Virus dell'HIV. Quando parliamo di AIDS ci riferiamo alla sindrome da immunodeficienza acquisita provocata dal virus dell'HIV. Se per contrastare questa condizione normalmente si fa uso di terapia antiretrovirale, quando il virus dell'HIV è latente, e riesce a ‘nascondersi', i trattamenti utilizzati, così come la risposta immunitaria del corpo non sono efficaci. Che fare quindi?

Lo studio. Per capire come aggirare questo ostacolo riuscendo comunque a colpire il virus latente, i ricercatori della UC Davis Health, in collaborazione con quelli della UC San Francisco e della University of North Carolina si son concentrati sull'aumento della crotonilazione dell'istone, un meccanismo epigenetico che governa l'espressione genica. “Abbiamo lavorato sui meccanismi che potrebbero essere utilizzati per interrompere la latenza dell'HIV – spiegano gli esperti – L'obiettivo è quello di forzare il virus ad esprimersi così da renderlo visibile al sistema immunitario e alle terapie”.

La crotonilazione dell'istone.

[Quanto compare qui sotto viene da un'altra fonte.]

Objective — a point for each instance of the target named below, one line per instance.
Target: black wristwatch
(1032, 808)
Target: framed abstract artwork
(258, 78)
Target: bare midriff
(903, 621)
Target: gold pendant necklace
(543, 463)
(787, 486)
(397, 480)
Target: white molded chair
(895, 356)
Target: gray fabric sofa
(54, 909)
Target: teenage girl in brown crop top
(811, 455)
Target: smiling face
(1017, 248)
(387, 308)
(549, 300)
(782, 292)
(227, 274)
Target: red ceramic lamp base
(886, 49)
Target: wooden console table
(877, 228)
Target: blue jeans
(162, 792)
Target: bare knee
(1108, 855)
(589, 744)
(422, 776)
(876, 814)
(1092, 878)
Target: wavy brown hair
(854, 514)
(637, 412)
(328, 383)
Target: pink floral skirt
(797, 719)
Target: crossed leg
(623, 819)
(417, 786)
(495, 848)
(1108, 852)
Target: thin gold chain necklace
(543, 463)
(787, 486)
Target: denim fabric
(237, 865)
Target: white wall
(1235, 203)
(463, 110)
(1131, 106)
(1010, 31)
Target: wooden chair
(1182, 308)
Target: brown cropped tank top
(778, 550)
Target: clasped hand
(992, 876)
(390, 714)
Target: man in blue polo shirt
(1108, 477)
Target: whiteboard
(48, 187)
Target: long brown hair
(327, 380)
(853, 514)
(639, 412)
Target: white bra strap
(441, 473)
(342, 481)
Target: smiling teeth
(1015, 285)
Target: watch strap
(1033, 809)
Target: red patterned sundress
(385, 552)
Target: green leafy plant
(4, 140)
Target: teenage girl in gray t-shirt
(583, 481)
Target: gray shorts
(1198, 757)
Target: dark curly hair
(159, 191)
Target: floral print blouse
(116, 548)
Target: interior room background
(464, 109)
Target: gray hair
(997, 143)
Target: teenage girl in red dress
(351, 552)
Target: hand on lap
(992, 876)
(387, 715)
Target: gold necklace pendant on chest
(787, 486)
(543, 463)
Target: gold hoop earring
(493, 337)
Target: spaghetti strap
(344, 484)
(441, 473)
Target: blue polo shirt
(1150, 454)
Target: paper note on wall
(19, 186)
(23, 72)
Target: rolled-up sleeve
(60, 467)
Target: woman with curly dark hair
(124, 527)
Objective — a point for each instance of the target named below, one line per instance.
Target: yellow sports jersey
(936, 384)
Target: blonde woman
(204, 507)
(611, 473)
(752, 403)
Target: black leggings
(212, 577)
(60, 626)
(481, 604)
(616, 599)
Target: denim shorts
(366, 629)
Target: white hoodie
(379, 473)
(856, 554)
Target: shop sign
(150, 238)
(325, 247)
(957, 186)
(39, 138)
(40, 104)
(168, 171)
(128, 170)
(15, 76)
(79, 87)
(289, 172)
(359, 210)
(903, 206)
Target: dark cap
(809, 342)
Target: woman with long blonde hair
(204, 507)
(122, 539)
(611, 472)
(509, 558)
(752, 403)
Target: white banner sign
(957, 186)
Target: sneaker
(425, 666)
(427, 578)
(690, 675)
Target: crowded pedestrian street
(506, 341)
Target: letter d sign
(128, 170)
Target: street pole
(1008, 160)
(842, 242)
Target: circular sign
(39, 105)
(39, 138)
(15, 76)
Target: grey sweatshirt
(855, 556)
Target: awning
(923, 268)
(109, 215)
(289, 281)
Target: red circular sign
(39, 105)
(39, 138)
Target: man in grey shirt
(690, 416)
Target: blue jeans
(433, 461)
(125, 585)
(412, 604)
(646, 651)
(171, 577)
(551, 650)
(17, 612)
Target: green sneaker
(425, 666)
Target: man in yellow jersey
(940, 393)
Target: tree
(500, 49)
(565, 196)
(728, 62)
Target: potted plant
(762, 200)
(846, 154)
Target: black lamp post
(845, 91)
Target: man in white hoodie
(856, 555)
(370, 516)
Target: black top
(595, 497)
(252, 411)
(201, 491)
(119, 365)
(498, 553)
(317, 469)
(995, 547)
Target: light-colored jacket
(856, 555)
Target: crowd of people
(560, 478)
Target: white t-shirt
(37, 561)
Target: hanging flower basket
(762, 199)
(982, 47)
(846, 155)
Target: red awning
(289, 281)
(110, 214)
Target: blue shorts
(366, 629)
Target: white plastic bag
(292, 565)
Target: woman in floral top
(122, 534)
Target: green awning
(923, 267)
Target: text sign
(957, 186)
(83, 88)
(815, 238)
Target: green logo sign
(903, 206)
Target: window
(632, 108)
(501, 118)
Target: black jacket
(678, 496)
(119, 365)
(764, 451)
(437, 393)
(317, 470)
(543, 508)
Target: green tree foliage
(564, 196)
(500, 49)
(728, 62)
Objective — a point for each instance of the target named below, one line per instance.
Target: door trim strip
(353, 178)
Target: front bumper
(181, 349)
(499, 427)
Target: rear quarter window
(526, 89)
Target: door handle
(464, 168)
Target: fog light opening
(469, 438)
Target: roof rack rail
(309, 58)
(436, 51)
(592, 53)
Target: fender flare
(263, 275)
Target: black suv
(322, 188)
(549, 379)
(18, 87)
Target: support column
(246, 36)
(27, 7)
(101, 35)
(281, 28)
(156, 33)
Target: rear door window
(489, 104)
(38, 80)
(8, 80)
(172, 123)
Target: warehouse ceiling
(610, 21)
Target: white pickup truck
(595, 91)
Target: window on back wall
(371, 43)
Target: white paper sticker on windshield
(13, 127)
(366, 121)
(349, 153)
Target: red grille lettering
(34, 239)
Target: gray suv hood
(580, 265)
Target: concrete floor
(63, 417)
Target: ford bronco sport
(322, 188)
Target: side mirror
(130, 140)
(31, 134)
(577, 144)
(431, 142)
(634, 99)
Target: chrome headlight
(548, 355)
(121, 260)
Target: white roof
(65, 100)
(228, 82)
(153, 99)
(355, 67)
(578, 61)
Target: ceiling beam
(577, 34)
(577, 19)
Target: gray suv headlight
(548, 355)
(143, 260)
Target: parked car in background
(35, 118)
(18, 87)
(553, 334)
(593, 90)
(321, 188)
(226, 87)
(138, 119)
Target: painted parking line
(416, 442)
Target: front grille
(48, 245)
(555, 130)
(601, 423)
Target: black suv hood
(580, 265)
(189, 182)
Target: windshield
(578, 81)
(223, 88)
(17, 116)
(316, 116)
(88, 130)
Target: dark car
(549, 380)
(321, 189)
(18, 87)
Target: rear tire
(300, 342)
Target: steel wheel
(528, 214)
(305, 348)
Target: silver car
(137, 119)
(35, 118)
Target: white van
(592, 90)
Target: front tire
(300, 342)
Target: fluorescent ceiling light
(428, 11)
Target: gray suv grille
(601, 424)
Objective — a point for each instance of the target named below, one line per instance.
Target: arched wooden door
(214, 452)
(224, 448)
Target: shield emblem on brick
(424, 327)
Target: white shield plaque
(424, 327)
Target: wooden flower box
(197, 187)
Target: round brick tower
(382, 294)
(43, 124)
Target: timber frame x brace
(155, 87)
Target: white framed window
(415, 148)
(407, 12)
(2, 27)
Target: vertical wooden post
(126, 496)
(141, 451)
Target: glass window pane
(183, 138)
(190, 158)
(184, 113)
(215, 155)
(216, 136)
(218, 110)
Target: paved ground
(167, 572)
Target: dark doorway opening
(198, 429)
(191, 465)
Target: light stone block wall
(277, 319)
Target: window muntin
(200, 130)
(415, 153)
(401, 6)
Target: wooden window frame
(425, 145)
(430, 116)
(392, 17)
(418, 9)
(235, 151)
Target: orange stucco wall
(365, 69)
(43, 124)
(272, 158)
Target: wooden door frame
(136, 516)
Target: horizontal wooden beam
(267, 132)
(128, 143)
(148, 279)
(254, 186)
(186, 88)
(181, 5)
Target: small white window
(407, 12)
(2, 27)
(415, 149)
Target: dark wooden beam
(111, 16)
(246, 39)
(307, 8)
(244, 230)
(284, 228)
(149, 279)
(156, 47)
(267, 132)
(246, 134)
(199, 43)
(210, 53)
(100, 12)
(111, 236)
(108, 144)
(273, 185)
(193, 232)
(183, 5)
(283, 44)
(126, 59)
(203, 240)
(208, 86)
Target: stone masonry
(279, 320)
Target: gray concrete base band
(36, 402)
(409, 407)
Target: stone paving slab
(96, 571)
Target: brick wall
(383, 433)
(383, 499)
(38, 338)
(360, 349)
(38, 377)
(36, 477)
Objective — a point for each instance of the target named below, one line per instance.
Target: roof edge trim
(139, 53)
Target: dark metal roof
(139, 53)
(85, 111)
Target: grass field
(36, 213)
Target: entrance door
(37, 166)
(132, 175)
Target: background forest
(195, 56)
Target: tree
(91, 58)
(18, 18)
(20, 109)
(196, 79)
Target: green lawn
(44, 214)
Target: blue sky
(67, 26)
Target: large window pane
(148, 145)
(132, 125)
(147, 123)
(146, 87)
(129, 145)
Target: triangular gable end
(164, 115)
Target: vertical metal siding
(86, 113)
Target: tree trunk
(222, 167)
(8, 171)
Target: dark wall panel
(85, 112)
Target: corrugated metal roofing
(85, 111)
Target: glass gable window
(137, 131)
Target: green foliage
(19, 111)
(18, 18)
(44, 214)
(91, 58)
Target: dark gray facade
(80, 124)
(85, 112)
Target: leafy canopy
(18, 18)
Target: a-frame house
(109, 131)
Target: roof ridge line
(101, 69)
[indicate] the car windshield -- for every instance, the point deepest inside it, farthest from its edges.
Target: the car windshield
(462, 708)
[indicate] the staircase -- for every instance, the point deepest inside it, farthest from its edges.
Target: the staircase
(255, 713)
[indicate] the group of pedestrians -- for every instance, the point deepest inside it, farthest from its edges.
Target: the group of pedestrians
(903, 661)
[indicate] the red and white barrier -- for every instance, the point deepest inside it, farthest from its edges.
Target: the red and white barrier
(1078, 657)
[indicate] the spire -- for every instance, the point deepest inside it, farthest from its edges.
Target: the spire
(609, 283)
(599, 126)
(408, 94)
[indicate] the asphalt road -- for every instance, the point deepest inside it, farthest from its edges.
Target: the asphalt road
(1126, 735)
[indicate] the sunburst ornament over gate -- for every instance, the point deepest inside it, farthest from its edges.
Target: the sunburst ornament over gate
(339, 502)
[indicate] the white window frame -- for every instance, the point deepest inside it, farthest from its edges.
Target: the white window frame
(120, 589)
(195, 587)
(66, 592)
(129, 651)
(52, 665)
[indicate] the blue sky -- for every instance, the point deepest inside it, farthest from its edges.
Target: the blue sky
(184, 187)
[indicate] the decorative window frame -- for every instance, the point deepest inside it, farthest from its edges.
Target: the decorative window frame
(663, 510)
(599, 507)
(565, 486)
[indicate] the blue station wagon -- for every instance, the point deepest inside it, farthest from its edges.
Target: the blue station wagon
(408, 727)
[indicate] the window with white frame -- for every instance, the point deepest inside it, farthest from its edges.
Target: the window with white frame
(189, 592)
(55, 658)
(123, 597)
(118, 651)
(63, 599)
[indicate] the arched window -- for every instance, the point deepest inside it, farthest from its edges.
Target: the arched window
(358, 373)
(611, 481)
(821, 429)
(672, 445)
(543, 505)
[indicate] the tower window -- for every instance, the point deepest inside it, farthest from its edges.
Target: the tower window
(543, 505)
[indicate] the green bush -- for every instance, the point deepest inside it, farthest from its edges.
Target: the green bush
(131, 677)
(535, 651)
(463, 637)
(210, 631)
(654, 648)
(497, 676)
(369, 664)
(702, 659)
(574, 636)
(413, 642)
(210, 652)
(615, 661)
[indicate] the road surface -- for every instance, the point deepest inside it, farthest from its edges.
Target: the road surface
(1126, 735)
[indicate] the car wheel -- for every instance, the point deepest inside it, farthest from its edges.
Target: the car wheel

Gli scienziati spiegano che la crotonilazione dell'istone regola la latenza dell'HIV e modulandola è possibile che il virus sia più propenso a ‘mostrarsi'.

I risultati. Dai test effettuati su campioni di pazienti con HIV e con HIV latente, i ricercatori hanno ottenuto risultati incoraggianti riuscendo a interrompere propro la latenza del virus proprio con la crotonilazione dell'istone.

La ricerca. Lo studio, intitolato “HIV latency is reversed by ACSS2-driven histone crotonylation”, è stato pubblicato sul Journal of Clinical Investigation.